What did Donald Trump do today?

He started backpedalling even faster on the Mueller report.

Two weeks ago, Trump was declaring that Robert Mueller had "acted honorably" by producing a report that was a "Complete and Total EXONERATION" of him. That was based on a four-page memo written by an attorney general, William Barr, who had declared before being nominated that Trump could not possibly be guilty of obstructing the Russia investigation—and who then promptly declared that he would not try to prosecute Trump for obstruction.

Trump—who may actually have believed that he had been exonerated, in spite of the memo quoting a passage from the report saying he had not been—even went so far as to suggest that he welcomed the public release of the report.

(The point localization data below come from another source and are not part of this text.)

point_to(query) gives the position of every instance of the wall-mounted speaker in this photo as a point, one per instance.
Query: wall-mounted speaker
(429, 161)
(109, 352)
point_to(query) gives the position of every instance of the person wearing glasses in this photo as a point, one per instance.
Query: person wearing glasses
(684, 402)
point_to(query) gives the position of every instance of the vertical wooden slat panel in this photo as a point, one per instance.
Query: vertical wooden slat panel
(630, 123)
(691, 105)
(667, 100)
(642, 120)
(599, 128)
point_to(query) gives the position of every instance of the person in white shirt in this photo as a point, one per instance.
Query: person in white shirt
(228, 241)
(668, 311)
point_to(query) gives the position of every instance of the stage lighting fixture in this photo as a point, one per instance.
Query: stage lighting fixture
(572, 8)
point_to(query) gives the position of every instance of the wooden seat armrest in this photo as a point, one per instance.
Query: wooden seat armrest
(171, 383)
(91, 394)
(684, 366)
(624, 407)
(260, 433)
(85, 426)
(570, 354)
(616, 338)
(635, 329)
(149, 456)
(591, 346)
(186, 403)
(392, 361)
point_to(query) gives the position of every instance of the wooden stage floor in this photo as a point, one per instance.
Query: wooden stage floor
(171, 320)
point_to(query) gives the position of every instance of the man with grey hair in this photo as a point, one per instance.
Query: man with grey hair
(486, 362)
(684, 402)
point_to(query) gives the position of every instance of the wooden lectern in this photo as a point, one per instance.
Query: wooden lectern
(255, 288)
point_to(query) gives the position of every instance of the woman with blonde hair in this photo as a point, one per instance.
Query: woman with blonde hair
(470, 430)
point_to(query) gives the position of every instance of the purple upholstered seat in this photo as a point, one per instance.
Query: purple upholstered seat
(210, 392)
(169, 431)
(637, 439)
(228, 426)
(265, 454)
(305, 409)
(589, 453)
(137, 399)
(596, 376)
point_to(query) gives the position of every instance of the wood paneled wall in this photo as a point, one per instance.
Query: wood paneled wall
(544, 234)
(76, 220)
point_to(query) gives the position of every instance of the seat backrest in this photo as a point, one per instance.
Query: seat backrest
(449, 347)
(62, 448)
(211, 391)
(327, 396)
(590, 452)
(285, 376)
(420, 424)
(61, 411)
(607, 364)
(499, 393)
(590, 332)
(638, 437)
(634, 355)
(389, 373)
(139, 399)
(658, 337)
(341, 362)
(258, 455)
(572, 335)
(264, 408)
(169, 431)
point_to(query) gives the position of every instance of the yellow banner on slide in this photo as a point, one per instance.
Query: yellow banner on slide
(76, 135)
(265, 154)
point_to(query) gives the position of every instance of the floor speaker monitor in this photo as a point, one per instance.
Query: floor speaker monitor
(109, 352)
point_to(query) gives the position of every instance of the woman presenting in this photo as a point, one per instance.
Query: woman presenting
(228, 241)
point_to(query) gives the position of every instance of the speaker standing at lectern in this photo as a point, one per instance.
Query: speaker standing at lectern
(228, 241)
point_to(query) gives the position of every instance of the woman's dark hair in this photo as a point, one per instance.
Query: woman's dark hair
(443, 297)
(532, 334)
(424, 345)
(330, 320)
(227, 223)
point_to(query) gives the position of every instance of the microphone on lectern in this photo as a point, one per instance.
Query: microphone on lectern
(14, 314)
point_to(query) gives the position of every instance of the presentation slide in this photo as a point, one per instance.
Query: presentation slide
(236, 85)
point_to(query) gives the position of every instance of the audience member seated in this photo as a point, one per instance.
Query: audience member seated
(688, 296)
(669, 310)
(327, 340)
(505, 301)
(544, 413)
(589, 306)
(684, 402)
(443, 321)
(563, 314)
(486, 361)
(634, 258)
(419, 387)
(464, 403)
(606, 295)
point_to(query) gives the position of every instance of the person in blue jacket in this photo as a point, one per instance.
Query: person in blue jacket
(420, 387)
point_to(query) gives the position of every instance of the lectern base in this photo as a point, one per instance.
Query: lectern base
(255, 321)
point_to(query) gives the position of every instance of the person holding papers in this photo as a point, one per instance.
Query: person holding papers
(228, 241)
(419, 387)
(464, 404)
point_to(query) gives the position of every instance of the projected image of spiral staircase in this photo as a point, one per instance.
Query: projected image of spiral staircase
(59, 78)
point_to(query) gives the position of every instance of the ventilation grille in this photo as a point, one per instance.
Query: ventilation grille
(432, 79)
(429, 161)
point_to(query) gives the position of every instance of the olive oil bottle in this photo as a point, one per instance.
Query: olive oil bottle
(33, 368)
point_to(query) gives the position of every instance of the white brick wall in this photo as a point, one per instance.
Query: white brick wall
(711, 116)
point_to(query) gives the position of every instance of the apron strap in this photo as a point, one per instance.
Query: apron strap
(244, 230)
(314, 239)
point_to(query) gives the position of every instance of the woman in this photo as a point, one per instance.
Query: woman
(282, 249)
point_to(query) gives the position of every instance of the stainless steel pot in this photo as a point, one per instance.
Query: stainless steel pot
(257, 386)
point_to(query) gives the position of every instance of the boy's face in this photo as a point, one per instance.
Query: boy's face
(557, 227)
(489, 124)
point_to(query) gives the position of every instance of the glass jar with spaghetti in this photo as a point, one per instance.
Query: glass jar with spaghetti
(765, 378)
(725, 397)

But evidence is mounting that the actual report is much more damning than Barr's memo makes it sound. According to articles sourced to the investigators themselves,Trump and his associates may have escaped prosecution because they were manipulated by Russian intelligence operatives rather than actively conspiring. (Generally speaking, criminal conspiracies require participants to know that they are helping to commit crimes.)

In other words, Trump and his senior aides, many of whom had no experience in politics or government, may not be guilty of conspiracy because they were more like what Vladimir Lenin called "useful idiots."

Accordingly, Trump is rapidly changing his tune. He has begun reviving his attacks on Mueller, and walking back his support for letting anyone—in Congress or in the public—see the report that supposedly "exonerates" him. 

In today's "executive time" Twitter session, Trump insisted that "[a]ccording to polling, few people seem to care about the Russian Collusion Hoax." In reality, seeing the report has broad bipartisan support. The House of Representatives voted 420-0 to recommend its release, and according to actual polls, an overwhelming 75% of Americans want to see the report released (including a majority of Republicans). 

Why does this matter?

  • Innocent people who have been falsely accused generally don't try to keep anyone from ever seeing the evidence that "totally exonerates" them.
  • It's a matter of opinion whether a president being corrupted by a hostile foreign power or merely bamboozled by one is worse, but both are very bad.